Give smart phones a rest
European visitors to the FIFA World Cup Qatar 2022 must change their communications game in Qatar, warns Synopsys Cybersecurity Research Center (CyRC) an expert on the local conditions. CyRC said England fans, for example, might be better off leaving their smartphones on the bench for the fixture against Iran in the Khalifa Stadium today. Instead, CrRC has suggested they give Burner Handsets a debut in Riyyala because, as security consultant Travis Biehn warns, the England phones will be left vulnerable by unfamiliar software which might lead them to fall foul of local authorities.
Scouts from agit-prop web site Politico have collated the dangers allegedly posed to 1.5 million visitors by local conditions, namely two Qatar World Cup apps that they are obliged to ingest on their phones. The first download is the official World Cup app Hayya. Secondly, those needing health services must download the infection-tracking app Ehteraz. Both apps have been outed as spyware by security experts because they secretly give the Qatari authorities omnipotent access to each user’s data, allowing them to read, delete or change content and even make direct calls. “I would never bring my mobile phone on a visit to Qatar,” said Øyvind Vasaasen, head of security at NRK.
After reviewing the warnings of Europe’s regulators NRK warned that Qatar’s World Cup apps are a massive privacy risk. The German Federal Commissioner for Data Protection and Freedom of Information (BFDI) says privacy has got absolutely no chance because visitors are being asked to download apps that go much further than their privacy notices indicate. One app notes which numbers each visitor has stored on their phone and whether they call them during the tournament. Another software run, once installed, sets out to actively prevents the device from going into sleep mode. “It is obvious that the data used by the apps is transmitted to a central server,” said BFDI’s guidance.
The Norwegian Comms authority NKOM regulator said the extensive access demanded by the apps means that visitors to Qatar, especially vulnerable groups, will be monitored by the Qatari authorities. French regulator CNIL warned fans to take “special care” with photos and videos and told travellers to install the apps just before departure and delete them as soon as possible. “In France, we protect the fundamental rights of individuals and the protection of their data. This is not the case in Qatar,” tweeted Junior Minister for Digital Jean-Noël Barrot.
The apps may collect evidence that would be used either to watch potential enemies, allow police to arrest people for exercising basic human rights, or act as evidence after arrest in corrupt courts enforcing incredibly draconian laws, according to Jamie Boote, software security consultant at the Synopsys Software Integrity Group.
Additionally, the app does not offer two factor protection, which opens it up to brute force attacks by hackers.
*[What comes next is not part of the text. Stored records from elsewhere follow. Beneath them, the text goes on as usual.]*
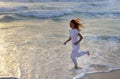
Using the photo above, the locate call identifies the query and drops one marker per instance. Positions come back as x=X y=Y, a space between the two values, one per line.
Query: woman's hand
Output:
x=65 y=43
x=76 y=43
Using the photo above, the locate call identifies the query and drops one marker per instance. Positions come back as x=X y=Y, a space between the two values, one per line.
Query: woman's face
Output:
x=72 y=25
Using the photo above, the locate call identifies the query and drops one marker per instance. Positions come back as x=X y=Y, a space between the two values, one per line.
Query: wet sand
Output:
x=109 y=75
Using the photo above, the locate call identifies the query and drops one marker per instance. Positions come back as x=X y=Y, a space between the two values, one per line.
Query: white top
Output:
x=74 y=35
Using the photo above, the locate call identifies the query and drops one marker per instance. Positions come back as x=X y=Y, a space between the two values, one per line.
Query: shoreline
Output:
x=115 y=74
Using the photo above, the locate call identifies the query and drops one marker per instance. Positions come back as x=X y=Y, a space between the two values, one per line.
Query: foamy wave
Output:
x=115 y=38
x=45 y=13
x=12 y=9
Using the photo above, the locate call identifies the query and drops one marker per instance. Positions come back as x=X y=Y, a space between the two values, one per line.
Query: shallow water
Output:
x=31 y=42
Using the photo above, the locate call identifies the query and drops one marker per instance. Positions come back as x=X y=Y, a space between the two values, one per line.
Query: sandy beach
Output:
x=109 y=75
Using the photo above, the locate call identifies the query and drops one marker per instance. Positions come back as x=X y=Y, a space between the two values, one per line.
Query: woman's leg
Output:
x=73 y=57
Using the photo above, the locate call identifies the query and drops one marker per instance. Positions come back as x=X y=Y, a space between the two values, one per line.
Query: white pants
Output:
x=75 y=53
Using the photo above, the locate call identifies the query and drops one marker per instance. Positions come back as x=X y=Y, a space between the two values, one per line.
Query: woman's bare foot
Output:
x=88 y=53
x=76 y=67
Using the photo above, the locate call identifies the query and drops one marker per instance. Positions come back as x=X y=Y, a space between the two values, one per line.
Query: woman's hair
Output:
x=77 y=24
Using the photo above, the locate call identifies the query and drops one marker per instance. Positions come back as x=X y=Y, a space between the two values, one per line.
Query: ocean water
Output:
x=32 y=36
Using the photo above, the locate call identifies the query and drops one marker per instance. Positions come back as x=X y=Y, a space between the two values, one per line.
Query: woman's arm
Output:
x=67 y=40
x=81 y=37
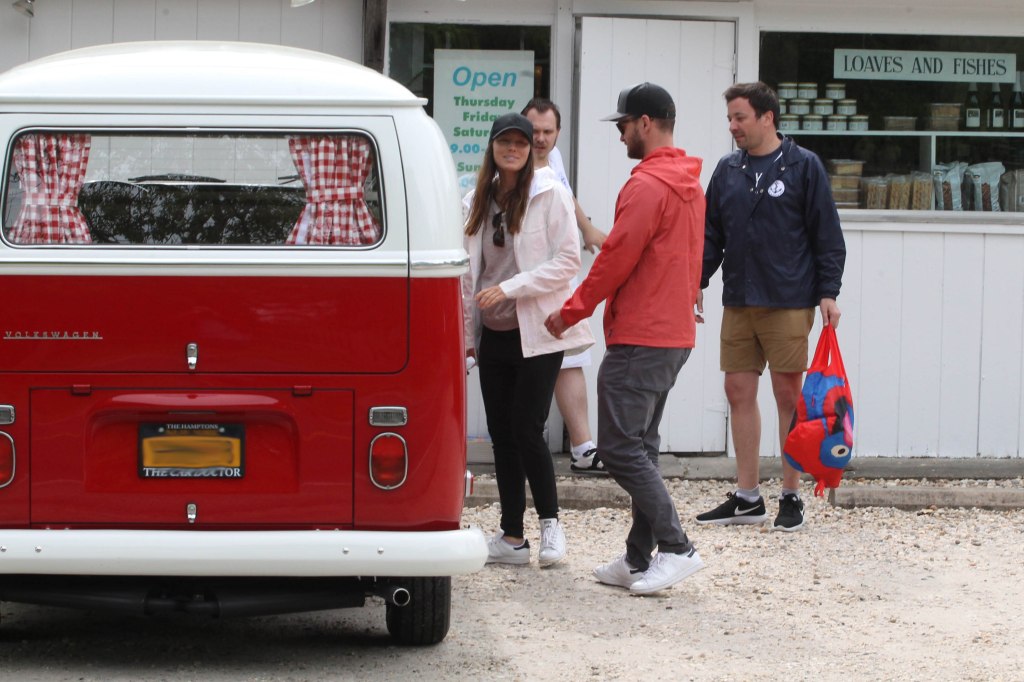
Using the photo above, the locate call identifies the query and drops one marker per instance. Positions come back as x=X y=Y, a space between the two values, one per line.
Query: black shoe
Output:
x=791 y=514
x=589 y=462
x=735 y=510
The COVID contract tracing app, “EHTERAZ 12.4.7,” contained at least eight outdated software components that themselves contain serious security flaws, including 13 critical severity vulnerabilities and 20 high severity vulnerabilities. The most dubious software components are old versions of message processing libraries like GSON and Expat, which contain serious memory corruption vulnerabilities. These components are likely used for processing messages from the application’s back-end server, as well as image processing libraries libpng and libjpeg-turbo.
“The second you touch down in Qatar your phone no long belongs to you. Don’t bring any files or data that you don’t want the Qatari government peaking at. Bring a burner phone that can bin the minute you leave. Dispose of the potentially compromised device when you get home so the malware won’t continue to spy on your communications,” said Boote.